IPmt: Computes the amount of a periodic loan payment that goes towards paying the interest on the loan, rather than paying down the principle. You use it like this:
ipmt(rate, period, number of periods, present value [, future value]) (the stuff in [] is optional).

  • rate is the interest rate per period. If you are working with monthly payments, it will be the annual interest rate divided by 12.
  • period is the current period of the loan. This actually isn't very useful, because if you want to reduce your principle by pre-paying at some point, using this will cause a mis-calculation. I recommend always using the value "1" here.
  • numer of periods is the length of the loan. If you are working with monthly payments, this is the number of months (so multiply years by 12).
  • present value is the present value of the loan if you are using period = 1; if you are using period = current period, it is the original loan balance.
  • future value is the target value for the loan (in case you only wanted to pay off part of it). Defaults to 0, which is what pretty much everybody wants.
The function returns how much of the current payment will go towards interest instead of paying down the principle. It returns a negative number when you use it like this because that is the cash-flow model Excel uses. The model follows the perspective of the person paying the loan, so negative numbers are cash flowing away from you.

Pmt: Computes the periodic payment amount necessary to pay off a loan in a certain amount of time. Usage:
pmt(rate, number of periods, present value [, future value [, type]])

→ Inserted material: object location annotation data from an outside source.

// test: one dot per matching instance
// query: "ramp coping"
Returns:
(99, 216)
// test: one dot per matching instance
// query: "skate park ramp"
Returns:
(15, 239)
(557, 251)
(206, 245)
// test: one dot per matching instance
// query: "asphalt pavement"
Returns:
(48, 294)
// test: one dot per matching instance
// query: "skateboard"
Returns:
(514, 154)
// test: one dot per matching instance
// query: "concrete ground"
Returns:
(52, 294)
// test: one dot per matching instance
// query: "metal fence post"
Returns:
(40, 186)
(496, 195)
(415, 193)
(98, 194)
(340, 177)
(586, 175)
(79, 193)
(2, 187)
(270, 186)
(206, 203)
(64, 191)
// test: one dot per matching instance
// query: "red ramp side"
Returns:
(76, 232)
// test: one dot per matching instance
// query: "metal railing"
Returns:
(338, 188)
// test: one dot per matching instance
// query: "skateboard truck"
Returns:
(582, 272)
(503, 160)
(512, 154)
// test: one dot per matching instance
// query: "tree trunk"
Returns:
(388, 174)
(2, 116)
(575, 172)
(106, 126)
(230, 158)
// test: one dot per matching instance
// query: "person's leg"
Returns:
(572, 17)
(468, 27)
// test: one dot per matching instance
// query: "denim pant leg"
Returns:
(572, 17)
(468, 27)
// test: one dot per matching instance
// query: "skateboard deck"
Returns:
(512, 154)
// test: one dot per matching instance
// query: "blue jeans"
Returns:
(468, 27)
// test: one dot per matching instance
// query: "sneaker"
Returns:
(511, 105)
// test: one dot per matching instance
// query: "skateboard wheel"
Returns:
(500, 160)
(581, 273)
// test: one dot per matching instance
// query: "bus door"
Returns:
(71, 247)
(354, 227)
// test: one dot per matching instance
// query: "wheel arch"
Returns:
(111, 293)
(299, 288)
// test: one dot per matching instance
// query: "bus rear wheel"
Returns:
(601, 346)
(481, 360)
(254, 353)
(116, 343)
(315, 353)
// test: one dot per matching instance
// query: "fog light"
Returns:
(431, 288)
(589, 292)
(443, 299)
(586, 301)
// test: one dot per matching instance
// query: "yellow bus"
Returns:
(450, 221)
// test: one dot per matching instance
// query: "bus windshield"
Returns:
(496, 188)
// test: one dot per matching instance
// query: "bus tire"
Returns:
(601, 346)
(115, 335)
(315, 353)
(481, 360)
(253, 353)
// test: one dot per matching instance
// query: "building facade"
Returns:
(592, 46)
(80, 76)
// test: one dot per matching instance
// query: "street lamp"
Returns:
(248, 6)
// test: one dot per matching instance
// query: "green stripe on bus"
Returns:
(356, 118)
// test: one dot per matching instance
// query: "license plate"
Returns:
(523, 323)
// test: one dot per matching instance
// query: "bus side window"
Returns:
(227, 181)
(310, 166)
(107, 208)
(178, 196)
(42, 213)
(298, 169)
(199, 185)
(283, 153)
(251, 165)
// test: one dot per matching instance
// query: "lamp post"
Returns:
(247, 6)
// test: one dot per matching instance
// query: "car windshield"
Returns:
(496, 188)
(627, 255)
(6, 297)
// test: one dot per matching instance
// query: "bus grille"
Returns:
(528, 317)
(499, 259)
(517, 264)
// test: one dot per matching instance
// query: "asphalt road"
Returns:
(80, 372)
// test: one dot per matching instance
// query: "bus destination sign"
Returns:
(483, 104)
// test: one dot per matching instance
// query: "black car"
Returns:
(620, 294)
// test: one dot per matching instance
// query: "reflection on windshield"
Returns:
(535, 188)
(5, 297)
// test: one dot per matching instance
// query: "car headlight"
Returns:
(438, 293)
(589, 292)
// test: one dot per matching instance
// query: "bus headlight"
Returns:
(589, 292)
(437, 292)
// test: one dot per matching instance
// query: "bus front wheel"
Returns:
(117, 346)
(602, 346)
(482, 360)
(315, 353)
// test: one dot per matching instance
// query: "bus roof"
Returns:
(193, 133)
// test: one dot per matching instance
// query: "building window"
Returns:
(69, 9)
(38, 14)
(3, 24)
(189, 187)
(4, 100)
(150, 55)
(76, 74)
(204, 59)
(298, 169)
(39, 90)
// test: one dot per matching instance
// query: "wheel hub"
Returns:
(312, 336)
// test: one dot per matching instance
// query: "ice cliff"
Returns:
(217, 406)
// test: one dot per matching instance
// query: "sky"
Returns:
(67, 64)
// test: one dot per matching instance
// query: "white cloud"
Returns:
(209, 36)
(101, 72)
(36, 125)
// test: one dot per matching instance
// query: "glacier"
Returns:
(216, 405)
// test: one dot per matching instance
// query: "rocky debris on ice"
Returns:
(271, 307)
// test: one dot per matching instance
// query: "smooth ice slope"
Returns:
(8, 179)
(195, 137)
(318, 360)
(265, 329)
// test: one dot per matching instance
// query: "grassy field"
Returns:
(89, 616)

  • rate is the interest rate (per period) of the loan; if you are working with monthly payments, this will be the annual interest rate divided by 12.
  • number of periods is the length of the loan. Again, if you are working with mothly payments, it will be the number of years in the loan multiplied by 12.
  • present value is the size of the loan.
  • future value is not generally needed, but if you only wanted to pay down the loan to a certain amount in that time, you would type that in here; you probably want this to be 0, which is the default.
  • type specifies when payments are due; 0 (default) means payments are due at the end of each period, 1 means payments are due at the beginning of each period.
The function returns how much each payment will be. Since payments are cash flowing away from you, the return value will be negative for this kind of usage. (It could be used to determine monthly income if you lent money to someone else if present value was negative, meaning that the loan moved money away from you.)

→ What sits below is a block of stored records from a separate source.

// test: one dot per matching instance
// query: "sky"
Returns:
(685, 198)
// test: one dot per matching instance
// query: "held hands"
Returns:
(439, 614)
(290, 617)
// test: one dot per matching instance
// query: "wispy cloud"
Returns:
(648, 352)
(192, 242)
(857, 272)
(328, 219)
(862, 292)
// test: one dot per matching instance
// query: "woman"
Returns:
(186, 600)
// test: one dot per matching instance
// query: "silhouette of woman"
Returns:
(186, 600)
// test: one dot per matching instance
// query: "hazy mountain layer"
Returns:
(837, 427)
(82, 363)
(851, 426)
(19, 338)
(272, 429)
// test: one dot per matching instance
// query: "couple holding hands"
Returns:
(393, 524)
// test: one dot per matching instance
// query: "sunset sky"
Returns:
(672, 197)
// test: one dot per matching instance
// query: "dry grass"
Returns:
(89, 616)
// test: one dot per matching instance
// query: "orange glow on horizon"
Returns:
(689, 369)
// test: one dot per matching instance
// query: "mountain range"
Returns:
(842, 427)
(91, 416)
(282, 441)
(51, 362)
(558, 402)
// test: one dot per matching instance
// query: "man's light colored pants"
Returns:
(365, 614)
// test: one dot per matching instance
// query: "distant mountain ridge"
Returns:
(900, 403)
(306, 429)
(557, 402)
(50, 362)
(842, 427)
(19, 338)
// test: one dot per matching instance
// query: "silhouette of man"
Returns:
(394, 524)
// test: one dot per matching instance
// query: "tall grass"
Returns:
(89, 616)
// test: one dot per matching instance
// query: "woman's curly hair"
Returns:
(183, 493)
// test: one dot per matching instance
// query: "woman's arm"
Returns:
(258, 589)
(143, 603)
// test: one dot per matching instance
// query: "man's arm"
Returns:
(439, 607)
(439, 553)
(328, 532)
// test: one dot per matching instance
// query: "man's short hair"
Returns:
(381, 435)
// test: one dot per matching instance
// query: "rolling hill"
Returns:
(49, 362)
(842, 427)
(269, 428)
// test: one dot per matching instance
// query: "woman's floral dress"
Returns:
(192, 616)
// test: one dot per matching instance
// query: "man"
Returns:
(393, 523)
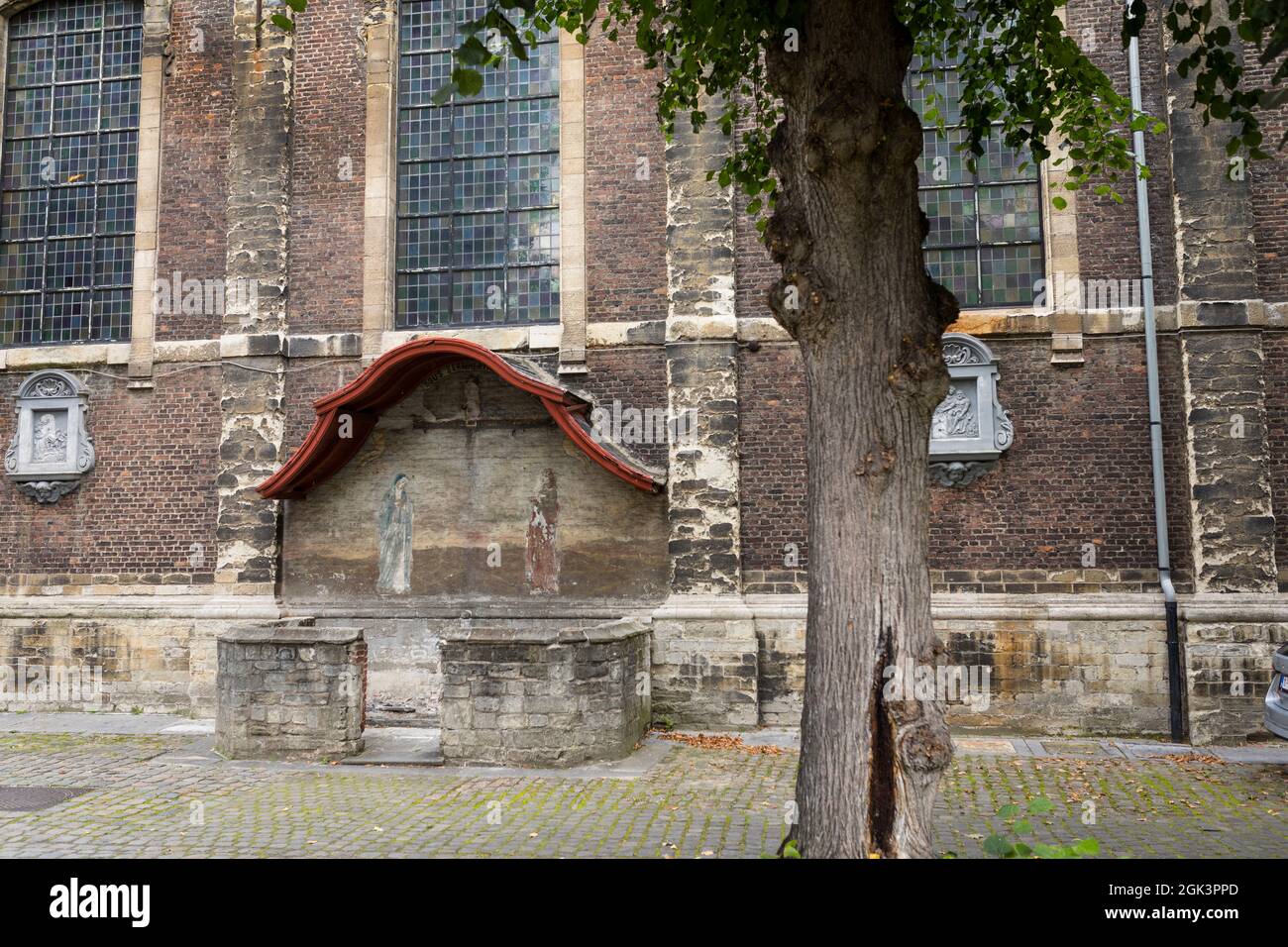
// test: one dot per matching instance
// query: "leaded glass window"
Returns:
(986, 226)
(478, 179)
(69, 165)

These are some of the other functions related to finance that I didn't use:

  • ISPmt: Calculate interest paid during a period of a loan given the interest rate, period to calculate up to, number of periods, and present loan value.
  • Rate: Calculate the interest rate of a loan given the length, periodic payment, and size of the loan.
  • NPer: Calculate the length of a loan given the interest rate, periodic payment, present value, and optionally the future value and payment type (beginning/end of each period).
  • PPmt: Counterpart to IPmt; calculates the amount of principle paid down by a periodic payment given the interest rate, period, number of periods, present value, and optionally the future value and payment type.

Hope this was useful, and happy spreadsheeting!